NEW YORK — A high-stakes game of chicken at Procter & Gamble could end with lower prices for Pampers, Tide and Gillette razors.
The consumer products giant and activist investor Nelson Peltz agreed to end what is believed to be the costliest battle for boardroom control in corporate America’s history. Although Peltz ultimately lost the vote for the seat in a nailbiter, P&G appointed him to the board starting March 1.
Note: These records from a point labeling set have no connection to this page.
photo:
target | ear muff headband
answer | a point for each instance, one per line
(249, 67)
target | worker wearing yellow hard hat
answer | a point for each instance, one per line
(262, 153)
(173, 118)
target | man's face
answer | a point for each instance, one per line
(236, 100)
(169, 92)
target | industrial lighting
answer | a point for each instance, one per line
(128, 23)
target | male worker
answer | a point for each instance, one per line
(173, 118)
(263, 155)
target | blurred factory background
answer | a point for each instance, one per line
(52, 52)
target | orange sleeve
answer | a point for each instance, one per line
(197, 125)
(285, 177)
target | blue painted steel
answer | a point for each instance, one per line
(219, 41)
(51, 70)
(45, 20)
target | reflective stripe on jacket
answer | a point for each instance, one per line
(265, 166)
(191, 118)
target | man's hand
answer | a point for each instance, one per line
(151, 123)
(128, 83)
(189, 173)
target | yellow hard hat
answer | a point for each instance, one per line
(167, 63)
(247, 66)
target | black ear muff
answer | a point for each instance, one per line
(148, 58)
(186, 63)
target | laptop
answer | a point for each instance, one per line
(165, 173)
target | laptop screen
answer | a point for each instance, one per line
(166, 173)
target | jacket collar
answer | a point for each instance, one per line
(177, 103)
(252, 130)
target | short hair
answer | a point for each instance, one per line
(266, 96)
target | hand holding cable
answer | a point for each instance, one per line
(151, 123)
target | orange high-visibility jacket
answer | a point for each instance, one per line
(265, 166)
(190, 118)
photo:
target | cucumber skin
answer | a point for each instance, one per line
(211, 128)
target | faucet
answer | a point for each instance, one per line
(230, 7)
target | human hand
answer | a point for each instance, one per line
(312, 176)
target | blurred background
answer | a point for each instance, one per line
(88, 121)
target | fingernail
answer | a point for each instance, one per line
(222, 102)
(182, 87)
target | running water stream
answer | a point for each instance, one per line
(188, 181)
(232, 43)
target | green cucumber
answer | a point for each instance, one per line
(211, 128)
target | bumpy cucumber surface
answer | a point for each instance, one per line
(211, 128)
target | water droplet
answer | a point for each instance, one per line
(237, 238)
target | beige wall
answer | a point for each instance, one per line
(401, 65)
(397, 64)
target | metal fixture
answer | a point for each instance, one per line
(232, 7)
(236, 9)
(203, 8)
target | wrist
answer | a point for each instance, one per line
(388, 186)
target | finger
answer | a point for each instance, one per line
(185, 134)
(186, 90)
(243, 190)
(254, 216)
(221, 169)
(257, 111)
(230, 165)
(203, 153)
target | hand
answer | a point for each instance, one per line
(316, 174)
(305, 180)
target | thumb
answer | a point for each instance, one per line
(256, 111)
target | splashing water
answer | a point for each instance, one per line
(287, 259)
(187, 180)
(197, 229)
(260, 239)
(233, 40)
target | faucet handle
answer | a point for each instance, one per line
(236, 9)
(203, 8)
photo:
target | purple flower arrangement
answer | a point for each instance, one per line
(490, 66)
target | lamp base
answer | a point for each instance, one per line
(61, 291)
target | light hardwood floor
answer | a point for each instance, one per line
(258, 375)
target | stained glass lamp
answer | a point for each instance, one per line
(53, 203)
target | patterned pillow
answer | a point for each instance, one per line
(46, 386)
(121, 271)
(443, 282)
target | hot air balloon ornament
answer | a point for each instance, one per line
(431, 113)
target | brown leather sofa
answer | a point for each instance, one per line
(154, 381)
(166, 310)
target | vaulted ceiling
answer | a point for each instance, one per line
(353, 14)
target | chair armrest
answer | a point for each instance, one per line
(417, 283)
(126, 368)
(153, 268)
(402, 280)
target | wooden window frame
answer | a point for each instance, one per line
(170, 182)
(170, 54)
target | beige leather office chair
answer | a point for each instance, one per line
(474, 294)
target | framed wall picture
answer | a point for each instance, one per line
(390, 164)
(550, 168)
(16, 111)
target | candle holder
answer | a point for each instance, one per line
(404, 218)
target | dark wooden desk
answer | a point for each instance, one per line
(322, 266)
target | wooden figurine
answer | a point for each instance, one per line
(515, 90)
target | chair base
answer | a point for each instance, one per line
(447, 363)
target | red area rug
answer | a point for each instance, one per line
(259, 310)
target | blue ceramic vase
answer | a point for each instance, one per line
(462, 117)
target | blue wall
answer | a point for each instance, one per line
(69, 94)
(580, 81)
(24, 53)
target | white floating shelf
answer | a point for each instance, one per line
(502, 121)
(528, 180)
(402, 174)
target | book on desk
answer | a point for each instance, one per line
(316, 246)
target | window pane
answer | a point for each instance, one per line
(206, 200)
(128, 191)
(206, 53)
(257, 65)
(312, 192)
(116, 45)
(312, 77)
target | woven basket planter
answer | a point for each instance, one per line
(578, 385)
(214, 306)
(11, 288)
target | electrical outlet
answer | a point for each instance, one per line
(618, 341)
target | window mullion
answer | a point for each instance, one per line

Peltz declined to comment for this story, but his investment firm’s scathing September report on P&G’s struggles offers clues that he could pursue a price-chipping strategy once he’s on the inside.
In the report, Peltz’s Trian Management Group said P&G’s “greatest” challenge is declining market share. The culprit: P&G products were marked up an average of 50% over the cost to make them, Trian found.
Analysts believe P&G will experiment with reduced prices and introduce cheap new products to win back customers.
Raymond James’ Joseph Altobello points to Tide Simply, a cheaper version of Tide that rolled out in 2013, as a past example of P&G targeting the lower end.
Bernstein analyst Ali Dibadj expects P&G to ramp up this strategy to reach cost-conscious shoppers. He believes P&G will try to stop the bleeding by giving customers more free samples with the hope they’ll buy full-priced items later on.
P&G makes most of the essentials below your sink, in your laundry room and inside your medicine chest — Tide, Bounty, Charmin, Crest, Gillette, Swiffer, Pampers, Old Spice, Olay and Tampax.
“Laundry, diapers and razors are the categories P&G can’t afford to lose share in,” Dibadj said.
P&G already started lowering prices on one of its most important products. During its fight against Peltz, P&G slashed Gillette prices and introduced new disposable razors.
P&G had focused most of its attention on more expensive Gillette razors in recent years, allowing cheaper subscription services Dollar Shave Club, Harry’s and ShaveLogic to gain a foothold. Gillette’s command of the razor market fell by 11 percentage points over the past two years. It now controls around 56% of the market.
“It took its eye off the ball,” said Morningstar analyst Erin Lash.
Despite its ubiquity and $65 billion in sales last year, the 180-year-old P&G has been stuck in a slump.
Once one of the most widely held stocks in America, Procter & Gamble shares have flatlined over the past three years even as the Dow has gained nearly 40%. Revenue has fallen in key product areas.
Americans have been spending less on household goods over the last few quarters even though consumer confidence is at a 17-year high.
Peltz argued he had the track record to help P&G get back on track, having led successful turnarounds at companies such as Heinz, Wendy’s, Mondelez and Snapple.
Now that Peltz has a seat at the table, expect a flurry of activity in 2018 from this old behemoth.